You are wrong again. Working backwards to finding the result is exactly what didn't happen, just the opposite. For the LDS, Friday Apr 1, 33 AD has been the known date for the Crucifixion since 1830 when Joseph revealed that Christ had been born 1830 years earlier from April 6, 1830, when The Church of Jesus Christ of Latter Day Saints was officially organized. Several LDS prophets between then and now have confirmed that April 6, 1 BC is the birth date of Christ. Since the Bible implies He lived 33 yrs, and was crucified on Friday Nisan 14, it must have been on Fri Apr 1, 33 AD if you believe He was born on Passover, 1 BC. So that date has been long known by the LDS, and even many non LDS scholars have pinpointed that date as one of the most likely for the Crucifixion date as the day before the Passover feast falls on a Friday only three times in the decade of possibilities. The other beginning date for Daniel's prophecy, Apr 3, 458 BC comes from secular sources. John Pratt emphasized the following point, which seems, as usual, a crucial point that you have missed: "Ezra provides us with the exact date of when he left to begin to restore Jerusalem. He states that it was on the first day of the first month of the seventh year of Artaxerxes that he left Babylon to restore Jerusalem (Ezra 7:7-9). Sir Isaac Newton placed that event in the year 458 BC, but saw no need to refine that estimate further. What does modern scholarship say about that date?

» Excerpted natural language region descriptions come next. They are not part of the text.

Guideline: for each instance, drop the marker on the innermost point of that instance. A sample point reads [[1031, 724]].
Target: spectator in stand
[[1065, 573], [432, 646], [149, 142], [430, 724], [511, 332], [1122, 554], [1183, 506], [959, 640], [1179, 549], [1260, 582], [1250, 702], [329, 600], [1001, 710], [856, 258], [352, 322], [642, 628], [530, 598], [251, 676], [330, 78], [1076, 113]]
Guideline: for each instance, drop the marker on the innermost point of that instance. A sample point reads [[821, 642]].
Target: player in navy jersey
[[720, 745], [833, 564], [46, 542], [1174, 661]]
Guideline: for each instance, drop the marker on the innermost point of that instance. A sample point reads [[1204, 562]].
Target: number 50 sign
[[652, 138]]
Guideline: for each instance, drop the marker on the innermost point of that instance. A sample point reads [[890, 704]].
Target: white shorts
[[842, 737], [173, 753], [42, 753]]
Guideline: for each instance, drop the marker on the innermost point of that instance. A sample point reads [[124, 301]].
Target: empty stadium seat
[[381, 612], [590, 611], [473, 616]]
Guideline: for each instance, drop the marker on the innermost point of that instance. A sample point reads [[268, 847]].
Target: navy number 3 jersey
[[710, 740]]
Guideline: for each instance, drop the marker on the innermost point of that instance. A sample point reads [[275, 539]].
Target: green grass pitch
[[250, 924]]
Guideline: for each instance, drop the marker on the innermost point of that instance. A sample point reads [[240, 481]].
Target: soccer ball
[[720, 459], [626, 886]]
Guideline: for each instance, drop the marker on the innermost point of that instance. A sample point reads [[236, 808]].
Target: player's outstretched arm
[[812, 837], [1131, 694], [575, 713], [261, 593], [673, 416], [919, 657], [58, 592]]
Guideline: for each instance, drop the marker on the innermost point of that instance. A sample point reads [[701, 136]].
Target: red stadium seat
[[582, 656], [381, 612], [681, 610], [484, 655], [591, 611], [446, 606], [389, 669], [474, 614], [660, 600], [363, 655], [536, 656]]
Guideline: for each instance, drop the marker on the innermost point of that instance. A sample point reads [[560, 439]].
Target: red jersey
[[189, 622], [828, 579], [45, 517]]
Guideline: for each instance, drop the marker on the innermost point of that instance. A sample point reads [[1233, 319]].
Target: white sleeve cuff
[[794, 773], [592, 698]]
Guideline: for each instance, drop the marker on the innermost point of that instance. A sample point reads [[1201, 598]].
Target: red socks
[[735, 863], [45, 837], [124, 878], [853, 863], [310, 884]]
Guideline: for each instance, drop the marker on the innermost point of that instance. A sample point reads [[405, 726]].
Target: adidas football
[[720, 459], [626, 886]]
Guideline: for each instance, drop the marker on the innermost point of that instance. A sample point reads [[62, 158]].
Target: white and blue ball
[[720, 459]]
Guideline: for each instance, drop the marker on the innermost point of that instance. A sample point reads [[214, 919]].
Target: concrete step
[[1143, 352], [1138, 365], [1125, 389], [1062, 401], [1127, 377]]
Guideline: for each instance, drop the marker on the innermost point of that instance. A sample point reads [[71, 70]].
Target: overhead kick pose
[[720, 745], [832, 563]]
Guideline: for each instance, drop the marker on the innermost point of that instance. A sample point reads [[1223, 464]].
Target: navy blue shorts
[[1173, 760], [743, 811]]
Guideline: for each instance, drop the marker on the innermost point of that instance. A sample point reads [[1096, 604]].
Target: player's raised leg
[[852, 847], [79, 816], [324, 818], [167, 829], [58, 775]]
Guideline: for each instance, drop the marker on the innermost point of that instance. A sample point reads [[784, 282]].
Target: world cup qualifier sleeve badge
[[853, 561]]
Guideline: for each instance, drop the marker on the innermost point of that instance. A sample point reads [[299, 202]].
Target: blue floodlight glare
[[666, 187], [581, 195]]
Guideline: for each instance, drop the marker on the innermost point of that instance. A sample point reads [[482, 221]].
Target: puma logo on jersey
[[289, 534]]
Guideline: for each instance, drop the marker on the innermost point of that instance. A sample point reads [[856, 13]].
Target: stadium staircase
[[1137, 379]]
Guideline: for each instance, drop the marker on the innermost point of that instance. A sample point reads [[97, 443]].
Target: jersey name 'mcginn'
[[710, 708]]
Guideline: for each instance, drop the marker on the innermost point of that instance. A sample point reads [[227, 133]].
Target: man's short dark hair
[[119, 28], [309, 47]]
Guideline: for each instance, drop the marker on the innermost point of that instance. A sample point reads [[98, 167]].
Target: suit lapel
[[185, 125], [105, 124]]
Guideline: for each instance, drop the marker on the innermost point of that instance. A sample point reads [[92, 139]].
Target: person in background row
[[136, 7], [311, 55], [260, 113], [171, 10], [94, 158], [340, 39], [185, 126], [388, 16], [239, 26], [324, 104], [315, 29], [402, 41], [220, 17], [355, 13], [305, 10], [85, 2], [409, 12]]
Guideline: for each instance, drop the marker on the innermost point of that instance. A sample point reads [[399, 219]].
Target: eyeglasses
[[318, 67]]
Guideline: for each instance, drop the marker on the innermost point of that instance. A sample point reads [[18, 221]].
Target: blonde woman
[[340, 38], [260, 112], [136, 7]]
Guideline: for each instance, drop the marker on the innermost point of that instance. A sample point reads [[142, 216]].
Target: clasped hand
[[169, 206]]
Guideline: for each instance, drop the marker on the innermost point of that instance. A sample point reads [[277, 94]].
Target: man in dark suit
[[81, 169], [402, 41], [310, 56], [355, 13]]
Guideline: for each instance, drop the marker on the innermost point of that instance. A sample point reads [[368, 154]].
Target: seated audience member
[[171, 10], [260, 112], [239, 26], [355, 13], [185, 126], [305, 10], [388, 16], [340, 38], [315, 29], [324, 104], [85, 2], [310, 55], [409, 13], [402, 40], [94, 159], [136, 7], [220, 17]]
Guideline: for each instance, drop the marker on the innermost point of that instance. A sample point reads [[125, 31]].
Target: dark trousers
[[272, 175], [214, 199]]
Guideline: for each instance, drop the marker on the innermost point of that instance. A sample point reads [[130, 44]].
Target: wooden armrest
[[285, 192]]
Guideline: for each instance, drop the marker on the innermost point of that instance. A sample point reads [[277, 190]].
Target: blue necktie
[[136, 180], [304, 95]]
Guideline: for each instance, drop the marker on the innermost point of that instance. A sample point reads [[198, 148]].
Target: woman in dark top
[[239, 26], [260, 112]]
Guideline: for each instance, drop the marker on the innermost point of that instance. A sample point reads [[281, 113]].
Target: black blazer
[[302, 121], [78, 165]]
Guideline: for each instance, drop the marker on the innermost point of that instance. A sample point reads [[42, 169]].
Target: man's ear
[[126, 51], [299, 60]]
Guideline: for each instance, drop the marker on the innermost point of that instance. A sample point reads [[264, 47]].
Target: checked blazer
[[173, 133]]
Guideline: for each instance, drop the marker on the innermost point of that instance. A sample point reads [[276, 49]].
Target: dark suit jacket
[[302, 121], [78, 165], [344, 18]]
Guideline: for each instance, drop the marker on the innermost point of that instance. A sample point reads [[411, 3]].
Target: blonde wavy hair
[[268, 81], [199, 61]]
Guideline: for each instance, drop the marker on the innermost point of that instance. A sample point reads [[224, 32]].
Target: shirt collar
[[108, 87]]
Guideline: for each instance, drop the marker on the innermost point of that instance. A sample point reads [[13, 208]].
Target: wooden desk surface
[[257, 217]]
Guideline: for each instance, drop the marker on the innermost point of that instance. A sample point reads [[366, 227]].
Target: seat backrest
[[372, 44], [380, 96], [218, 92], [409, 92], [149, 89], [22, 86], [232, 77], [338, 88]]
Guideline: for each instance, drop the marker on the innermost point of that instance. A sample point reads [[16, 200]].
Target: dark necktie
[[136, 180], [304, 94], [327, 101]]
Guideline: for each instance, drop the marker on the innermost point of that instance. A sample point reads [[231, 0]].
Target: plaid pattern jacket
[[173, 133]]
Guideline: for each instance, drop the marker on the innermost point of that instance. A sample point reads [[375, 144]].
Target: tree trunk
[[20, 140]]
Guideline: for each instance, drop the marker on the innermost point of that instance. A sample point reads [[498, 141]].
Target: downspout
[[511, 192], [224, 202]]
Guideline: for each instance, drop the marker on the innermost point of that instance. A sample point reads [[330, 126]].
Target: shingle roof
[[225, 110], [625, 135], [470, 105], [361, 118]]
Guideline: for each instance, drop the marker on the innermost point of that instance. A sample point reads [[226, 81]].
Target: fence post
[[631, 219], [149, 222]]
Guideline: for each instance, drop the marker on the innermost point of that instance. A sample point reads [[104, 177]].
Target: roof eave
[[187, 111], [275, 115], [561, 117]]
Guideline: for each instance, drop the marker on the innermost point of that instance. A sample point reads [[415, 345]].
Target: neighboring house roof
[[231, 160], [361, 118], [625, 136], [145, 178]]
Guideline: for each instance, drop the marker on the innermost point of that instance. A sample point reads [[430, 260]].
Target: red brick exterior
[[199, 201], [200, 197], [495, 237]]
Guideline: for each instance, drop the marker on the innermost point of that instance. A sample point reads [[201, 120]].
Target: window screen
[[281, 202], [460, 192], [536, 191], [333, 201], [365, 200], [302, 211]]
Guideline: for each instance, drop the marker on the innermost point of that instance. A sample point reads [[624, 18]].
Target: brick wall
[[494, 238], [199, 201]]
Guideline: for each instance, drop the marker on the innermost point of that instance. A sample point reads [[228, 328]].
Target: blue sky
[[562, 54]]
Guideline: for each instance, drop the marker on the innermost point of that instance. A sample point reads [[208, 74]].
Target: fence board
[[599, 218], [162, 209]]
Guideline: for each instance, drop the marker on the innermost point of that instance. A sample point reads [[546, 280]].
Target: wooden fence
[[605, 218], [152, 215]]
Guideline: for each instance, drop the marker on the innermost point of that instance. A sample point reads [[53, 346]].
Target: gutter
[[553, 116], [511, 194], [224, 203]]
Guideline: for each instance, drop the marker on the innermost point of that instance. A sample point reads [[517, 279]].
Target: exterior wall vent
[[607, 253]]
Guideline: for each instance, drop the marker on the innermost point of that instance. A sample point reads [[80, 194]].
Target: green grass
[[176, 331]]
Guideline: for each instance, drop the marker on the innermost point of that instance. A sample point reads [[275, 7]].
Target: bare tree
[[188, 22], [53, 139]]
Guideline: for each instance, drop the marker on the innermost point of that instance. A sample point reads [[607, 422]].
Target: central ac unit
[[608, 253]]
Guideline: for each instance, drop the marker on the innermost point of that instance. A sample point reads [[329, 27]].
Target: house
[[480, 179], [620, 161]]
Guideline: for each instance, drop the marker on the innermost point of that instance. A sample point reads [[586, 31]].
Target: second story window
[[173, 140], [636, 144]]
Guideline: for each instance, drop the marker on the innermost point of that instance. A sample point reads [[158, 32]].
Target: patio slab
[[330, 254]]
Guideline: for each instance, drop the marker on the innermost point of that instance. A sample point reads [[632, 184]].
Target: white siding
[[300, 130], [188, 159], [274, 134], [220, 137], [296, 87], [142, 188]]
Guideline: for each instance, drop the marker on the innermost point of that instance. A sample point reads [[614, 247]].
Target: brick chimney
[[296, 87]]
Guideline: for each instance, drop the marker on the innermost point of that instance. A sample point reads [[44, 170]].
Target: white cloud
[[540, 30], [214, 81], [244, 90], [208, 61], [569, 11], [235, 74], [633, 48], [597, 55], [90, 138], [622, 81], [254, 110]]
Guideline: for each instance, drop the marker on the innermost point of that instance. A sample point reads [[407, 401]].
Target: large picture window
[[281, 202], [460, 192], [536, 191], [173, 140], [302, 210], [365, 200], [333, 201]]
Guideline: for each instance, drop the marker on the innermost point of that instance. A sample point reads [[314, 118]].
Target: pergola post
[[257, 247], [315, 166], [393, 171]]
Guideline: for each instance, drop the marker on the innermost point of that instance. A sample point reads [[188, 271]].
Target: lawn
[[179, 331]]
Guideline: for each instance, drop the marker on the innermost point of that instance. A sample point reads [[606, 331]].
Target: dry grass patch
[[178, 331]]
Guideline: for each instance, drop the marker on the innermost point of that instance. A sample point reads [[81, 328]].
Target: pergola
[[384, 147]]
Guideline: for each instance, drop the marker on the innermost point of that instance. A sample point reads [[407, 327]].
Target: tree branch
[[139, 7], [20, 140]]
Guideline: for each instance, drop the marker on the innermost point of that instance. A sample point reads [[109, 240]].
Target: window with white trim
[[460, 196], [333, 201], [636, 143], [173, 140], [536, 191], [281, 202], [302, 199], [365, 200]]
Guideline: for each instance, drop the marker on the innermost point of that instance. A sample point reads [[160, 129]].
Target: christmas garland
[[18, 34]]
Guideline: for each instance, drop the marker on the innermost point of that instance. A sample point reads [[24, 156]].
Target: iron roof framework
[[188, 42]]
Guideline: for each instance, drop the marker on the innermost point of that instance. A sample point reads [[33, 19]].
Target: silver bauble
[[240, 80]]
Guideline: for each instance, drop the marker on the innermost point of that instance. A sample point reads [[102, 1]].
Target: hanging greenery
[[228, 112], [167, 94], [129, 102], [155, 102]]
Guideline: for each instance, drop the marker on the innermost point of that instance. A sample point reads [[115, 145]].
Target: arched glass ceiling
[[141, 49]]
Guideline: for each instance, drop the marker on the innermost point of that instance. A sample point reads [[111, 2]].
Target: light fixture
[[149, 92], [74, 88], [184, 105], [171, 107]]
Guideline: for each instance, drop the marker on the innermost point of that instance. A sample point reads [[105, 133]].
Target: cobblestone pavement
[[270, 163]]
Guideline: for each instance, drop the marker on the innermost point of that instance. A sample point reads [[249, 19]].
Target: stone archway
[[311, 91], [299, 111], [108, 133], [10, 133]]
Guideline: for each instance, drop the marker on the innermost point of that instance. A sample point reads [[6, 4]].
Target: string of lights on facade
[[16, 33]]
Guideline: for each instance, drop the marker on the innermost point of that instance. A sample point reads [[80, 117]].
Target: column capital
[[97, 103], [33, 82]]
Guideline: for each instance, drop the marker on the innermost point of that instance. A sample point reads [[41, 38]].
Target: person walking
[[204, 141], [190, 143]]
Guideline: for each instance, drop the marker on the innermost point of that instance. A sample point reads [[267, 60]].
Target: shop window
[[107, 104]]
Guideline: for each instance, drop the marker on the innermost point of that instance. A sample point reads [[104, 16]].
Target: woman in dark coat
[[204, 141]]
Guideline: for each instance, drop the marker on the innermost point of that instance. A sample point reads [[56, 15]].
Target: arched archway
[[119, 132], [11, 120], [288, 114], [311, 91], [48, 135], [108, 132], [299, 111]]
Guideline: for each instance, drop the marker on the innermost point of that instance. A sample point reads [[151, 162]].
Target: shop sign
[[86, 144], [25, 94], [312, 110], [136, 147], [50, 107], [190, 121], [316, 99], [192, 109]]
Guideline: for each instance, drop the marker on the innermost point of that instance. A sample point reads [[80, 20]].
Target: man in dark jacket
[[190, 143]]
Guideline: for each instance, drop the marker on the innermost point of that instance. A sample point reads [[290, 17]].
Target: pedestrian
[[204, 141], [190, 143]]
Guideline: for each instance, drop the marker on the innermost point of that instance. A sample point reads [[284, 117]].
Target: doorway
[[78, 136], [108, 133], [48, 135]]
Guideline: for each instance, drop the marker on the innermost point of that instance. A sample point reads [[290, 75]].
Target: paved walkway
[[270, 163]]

The standard reference for dates of that period on the Babylonian calendar is a set of tables produced by Parker and Dubberstein, which give the exact day for the first day of every month. The day listed in their tables, which is guaranteed not to have been influenced by any desire to force the prophecy to come out neatly, is Sat 3 Apr 458 BC."
So the beginning 3 Apr 458 BC and end 1 Apr, 33 AD dates are independent of each other and not chosen to fit. Both dates are Passover and exactly 490 years to the day apart from each other on the Enoch Calendar. Which is an absolute bullseye for Daniel's prophecy. Given the prophecy is given in weeks of years, and the Enoch calendar is based on weeks (of days), it is a perfect fit.